Mid-May has brought a subtle yet critical shift to the global polyurethane raw material market as major international chemical producers initiate a synchronized wave of facility maintenance. From Shanghai and Tokyo to Jubail and Seoul, a concentrated shutdown of methyl diphenyl diisocyanate production capacity has led to a noticeable contraction in global supply. However, this tightening on the supply side has not triggered the anticipated urgency among buyers. Downstream manufacturers across sectors including refrigeration, automotive components, construction insulation, and flexible foam production are maintaining a strictly cautious approach. Observing the market from the sidelines, buyers are limiting transactions to immediate operational needs, refusing to accumulate excess inventory. With supply constricting and demand remaining subdued, the market finds itself in a fragile equilibrium.

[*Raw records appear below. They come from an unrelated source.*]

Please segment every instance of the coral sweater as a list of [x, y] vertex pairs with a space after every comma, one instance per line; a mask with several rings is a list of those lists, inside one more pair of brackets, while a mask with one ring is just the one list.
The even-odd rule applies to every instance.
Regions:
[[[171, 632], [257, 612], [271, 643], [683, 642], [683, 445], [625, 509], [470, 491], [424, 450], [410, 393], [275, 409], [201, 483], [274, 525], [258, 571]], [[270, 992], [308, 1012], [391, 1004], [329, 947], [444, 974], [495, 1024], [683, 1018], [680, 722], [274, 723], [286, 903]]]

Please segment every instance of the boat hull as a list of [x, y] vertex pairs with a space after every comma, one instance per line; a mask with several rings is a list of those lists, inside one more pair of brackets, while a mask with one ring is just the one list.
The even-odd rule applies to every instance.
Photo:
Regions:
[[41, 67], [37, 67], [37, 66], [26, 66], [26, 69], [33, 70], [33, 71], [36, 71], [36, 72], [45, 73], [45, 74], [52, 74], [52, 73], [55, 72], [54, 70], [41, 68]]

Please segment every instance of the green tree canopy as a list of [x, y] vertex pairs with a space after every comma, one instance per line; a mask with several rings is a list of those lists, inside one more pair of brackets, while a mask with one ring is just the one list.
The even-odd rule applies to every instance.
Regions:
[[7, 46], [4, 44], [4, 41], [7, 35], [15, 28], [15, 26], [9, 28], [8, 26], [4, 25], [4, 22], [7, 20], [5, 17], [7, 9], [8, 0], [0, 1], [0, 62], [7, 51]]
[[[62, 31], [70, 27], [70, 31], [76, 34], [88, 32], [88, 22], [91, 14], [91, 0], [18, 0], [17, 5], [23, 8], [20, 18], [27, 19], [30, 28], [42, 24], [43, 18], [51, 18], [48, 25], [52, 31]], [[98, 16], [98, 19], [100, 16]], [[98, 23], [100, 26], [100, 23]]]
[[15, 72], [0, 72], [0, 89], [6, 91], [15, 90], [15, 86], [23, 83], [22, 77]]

Over the past month, the scale of this manufacturing pause has become apparent. In East China, a major facility suspended operations for a planned one-month maintenance cycle, while Japan's Tosoh paused production for an estimated forty days. Meanwhile, Sadara's large-scale plant in Saudi Arabia has yet to resume operations since idling in late March, and Kumho in South Korea continues to run at a reduced operating rate. These simultaneous disruptions represent a significant portion of active global output, ensuring that spot availability will remain exceptionally tight over the coming weeks. Industrial analysts suggest this trend is not purely coincidental but driven by clear operational logic. The second quarter is a traditional maintenance window to mitigate high summer running risks. Furthermore, strong profit margins since the beginning of the year have given producers the financial buffer to endure extended maintenance periods, effectively managing inventory and supporting current price levels.

Conversely, the downstream response remains uninspired. Factories are facing narrowed profit margins due to high raw material costs and are resistant to stocking up on expensive inputs. This buyer strike has split trading sentiments, with some distributors withholding volume in anticipation of higher future prices, while others accelerate liquidations to lock in profits. Adding to the complexity, correlated materials show divergent signals. Toluene diisocyanate has slipped significantly this month, and polyether polyols have experienced cost relief as propylene oxide prices ease from their recent peaks.

Looking ahead, market experts anticipate narrow fluctuations in the immediate term, as tight supply battles weak purchasing interest. The true turning point will arrive around mid-June when the scheduled maintenance cycles conclude and normal output returns to the market. On a broader scale, the industry faces structural adjustments, including trade tariff updates in North America that redirect trade flows toward emerging markets, multi-billion dollar project investments in the Middle East, and ongoing capacity expansions within domestic chemical clusters. While increased long-term capacity points to an eventual normalization of material costs, the current maintenance season will likely keep the immediate market landscape highly constrained.